“We earn as much now from packaging mortgages as before we launched fees-free packaging, so that shows you the proposition has worked,” says Brilliant Solutions managing director Matthew Arena.
“Others in the market are more transactional, that’s why they have to charge a fee because brokers aren’t doing that much packaged business. We’re in the fortunate position where we can value that broker relationship over time.
“It takes a long time for that to build up and have that impact on the bottom line but that’s starting to work,” he says.
Perhaps the biggest surprise was hesitancy among brokers who Arena says were interested but cautious and expecting a fee to “come out of the woodwork” at some point.
But the change in policy has seen two significant shifts within the business and how brokers are using the firm.
“One is with packager exclusive deals where brokers may not have a strong relationship with the packager, they just use them because they have to,” Arena continues.
“Now they are seeing our fee-free offering, they use us and then they start asking questions, get to know us and so we’re starting to see more activity on the packager exclusives.
“And the other change is with buy to let, but not necessarily packaged enquiries.
“Because of all the changes in that sector and with our fee-free deal, brokers have the comfort to talk to us and feel they are not going to be sold a packaged solution. That is very positive,” he adds.
No customer interaction
It’s at this point in explaining how the firm has developed and operates its packaging proposition that Arena makes a slightly surprising admission.
“We don’t expect to deal with the customer at any stage in the process,” he says.
“Wherever possible we like to support the broker – that’s what our business is built on. We look at the component that we are better at managing, where we’re able to help them and we don’t specialise in direct to customer engagement.
“Those skills are what brokers are all about, so we go back to the broker with the information, we engage with the broker to do their job better,” he adds.
This is something of a contrast to much of the master broker market evolution.
In recent years it has become more customer-centric as firms are increasingly taking on the task of ‘borrowing’ customers from brokers to service them for specific deals and transactions.

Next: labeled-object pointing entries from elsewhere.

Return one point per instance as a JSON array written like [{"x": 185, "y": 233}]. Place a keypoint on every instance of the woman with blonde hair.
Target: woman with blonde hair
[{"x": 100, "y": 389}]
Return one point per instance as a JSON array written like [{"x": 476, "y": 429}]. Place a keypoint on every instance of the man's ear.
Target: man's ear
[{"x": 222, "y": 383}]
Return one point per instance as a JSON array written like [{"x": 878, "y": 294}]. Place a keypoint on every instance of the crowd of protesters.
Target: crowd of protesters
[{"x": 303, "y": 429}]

So how does Arena see the master broker sector developing? One concern raised within the specialist sector especially is that distribution is too centralised among just a few key firms and packagers.
While Arena understands where this issue comes from, he believes the cause and main place for concern is further up the chain.
“The distribution market for mortgages is skewed,” he says.
“Looking at the prime sector there are a tiny number of businesses that control a huge swathe of intermediary mortgage distribution – that’s not right, there’s no reason for it, there’s no basis for it.
“Often people point the finger at the specialist sector, but that level of control is not right.”
He also targets networks for putting too many boundaries around their authorised representative (AR) brokers.
“The big thing for me is the networks restricting ARs from accessing a mortgage club, a packager, a second charge broker and it’s done for no other reason than to control distribution to extract more profit from it,” he continues.
“And it’s to the detriment of customers and brokers.
“They will always say there’s a get out jail free card to go off panel, but the reality is these brokers aren’t aware of what’s available off panel. They’re not given the opportunity to research that space,” he adds.
Arena accepts there are some aggregation problems within the specialist market where there are a limited number of distributors that have a strong presence.
“That’s not necessarily good,” he admits, “but if we tackle the fundamental problem that not all brokers in the land are free to choose what’s best for the customer in terms of distribution channel or access to product, then that solves itself as competition takes place in a free and fair world.
“In that situation the business with the best proposition for that broker at that point in time will win out.”
With much debate and controversy around master broker fees in the second charge sector, Brilliant has also taken a transparent approach here – charging a flat fee of £695 for all cases.
Again, this is done under the same premise to provide an opening to work with brokers in the future.
“It’s a very low margin for the work involved and the broker keeps absolutely everything else,” Arena continues.
“I’m not one for scaremongering about fees – if brokers do their due diligence they will know what’s out there and they will pick and choose, but a flat fee of £695 is more than competitive.”
This sector has been one of the most turbulent in the last year, particularly for lenders, and Arena sees this moving into the distribution side too.
“There are a lot of changes going on in the second charge market but it’s not just lenders, I think certain large brokers have been targeted to change their practices too,” he says.
“A lot of second charge, bridging and commercial brokerages are still working on pre-FCA business models with incentives for staff and so on and that’s got to stop.
“As I understand it that’s being looked into at the moment and I am aware that the lenders have been in touch with the regulator,” he adds.
All plugged in
Finally, Arena addresses the movement of technology into the market.
This is one of the key strands which he believes will mean Brilliant can add scale efficiencies to its current operations with an application programming interface (API) ready platform.
However, while there is interest from lenders this may take time due to the costs involved.
“The scale of the task is significant for any business,” he says.
“When you deal in the prime, specialist, packaging, bridging, seconds and commercial markets that is a fantastic opportunity and it won’t be long before they are all plugged in.
“But there’s a huge cost resource involved in working with that before the market is ready for it and we’re at that stage where it’s great to see but the market isn’t quite ready for the benefits it brings yet. But it’s just a matter of time,” he concludes.